The EMF reader blinks once more, then settles.

Suddenly, the three of you hear an older woman’s voice behind you.

“Well, there are three of you out here, but it only takes one of me to know you’re up to no good.”

You all spin around.

A woman stands at the edge of the stone path. Late fifties, maybe early sixties. Practical clothes.

A sundress paired with mud on her boots, like she actually works the land.

Not startled.

Not amused.

Just watching.

“I’m Maren,” she says. “I manage the estate.”

Kit exhales slowly.

“You scared the hell out of us.”

Maren smiles. “That does happen a lot around here.”

Kit shoots you a look. “You weren’t at the production meeting.”

Maren walks closer. “I wasn’t invited.”

You introduce yourselves.

“I heard you out here in the courtyard with your devices,” she says. “I was hoping you would look into it yourselves.”

There’s something in her voice. Relief, maybe.

“You’ve seen things happen here?” you ask.

She nods slowly.

“Not like the stories they’re planning to tell,” she says, glancing toward the mansion where the camera crew and crane operate in the distance. “But real things.”
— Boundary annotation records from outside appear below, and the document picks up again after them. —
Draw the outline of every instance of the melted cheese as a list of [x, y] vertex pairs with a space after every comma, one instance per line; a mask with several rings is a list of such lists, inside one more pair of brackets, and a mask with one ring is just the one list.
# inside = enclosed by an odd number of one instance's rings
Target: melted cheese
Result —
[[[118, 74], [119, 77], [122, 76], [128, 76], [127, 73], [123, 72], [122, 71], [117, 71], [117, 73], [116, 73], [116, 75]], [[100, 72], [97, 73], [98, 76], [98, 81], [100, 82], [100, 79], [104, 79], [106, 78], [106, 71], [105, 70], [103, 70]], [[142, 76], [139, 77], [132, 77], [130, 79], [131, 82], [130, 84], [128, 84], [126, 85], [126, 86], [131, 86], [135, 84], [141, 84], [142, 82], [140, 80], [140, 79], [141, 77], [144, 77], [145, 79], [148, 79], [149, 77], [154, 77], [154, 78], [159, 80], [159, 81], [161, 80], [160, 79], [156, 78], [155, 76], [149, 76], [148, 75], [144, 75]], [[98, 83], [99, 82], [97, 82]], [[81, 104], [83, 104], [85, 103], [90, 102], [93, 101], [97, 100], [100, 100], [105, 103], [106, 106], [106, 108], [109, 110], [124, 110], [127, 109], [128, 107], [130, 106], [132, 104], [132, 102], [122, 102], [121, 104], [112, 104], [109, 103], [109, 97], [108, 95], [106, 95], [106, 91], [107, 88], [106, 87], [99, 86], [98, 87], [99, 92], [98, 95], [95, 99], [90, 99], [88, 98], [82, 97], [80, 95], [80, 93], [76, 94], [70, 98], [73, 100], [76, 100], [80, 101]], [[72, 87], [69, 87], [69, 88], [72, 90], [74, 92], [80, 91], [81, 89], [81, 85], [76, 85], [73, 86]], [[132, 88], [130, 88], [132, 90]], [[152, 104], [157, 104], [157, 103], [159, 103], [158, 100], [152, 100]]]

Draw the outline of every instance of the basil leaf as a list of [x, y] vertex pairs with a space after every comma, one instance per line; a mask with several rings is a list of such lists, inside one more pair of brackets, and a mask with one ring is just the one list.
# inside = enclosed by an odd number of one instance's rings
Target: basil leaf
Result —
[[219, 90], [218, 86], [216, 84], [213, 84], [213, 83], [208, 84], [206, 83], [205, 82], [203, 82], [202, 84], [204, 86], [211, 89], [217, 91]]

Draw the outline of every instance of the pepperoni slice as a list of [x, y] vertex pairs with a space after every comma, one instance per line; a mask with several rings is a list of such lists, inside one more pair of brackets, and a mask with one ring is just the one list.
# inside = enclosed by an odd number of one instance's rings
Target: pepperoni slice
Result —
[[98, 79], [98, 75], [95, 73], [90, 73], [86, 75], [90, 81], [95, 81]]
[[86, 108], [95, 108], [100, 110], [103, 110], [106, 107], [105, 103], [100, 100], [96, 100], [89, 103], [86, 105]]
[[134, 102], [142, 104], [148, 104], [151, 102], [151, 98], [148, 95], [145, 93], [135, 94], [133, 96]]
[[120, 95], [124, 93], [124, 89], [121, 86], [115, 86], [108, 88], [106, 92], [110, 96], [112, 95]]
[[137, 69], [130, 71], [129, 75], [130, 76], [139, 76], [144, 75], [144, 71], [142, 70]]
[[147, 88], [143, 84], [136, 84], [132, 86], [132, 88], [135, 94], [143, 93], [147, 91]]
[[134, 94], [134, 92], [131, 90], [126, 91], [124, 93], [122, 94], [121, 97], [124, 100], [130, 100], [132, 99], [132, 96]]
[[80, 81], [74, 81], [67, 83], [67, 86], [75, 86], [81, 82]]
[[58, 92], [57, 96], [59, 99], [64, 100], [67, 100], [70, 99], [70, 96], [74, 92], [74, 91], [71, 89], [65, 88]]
She gestures around the property.

“People wander off during events. End up here in the courtyard, or in the woods, or in rooms they swear they never went into. Room 204 is a popular one. And by popular, I mean no one can last a night there. Which is unfortunate, because it’s our honeymoon suite. It’s hurting Fred’s business.”

Her demeanor fades to concern.

“You know, this property has been in Fred’s family for years. My grandmother grew up just around the corner. She used to say this land takes advantage of people. Something about their sins deserving the torture.”

Maren walks over to the rose bushes.

“Leaving out fresh flowers is the only thing I’ve found that helps keep the place calmer. Especially, when strangers and parties come onto the property.”

She starts to walk back toward the house.

“I’ll be around if you need me.”

The fog drifts slowly across the grass.

She pauses and looks down at it.

“I can see the house is curious about you. That can either be a good thing or a bad thing, I guess.”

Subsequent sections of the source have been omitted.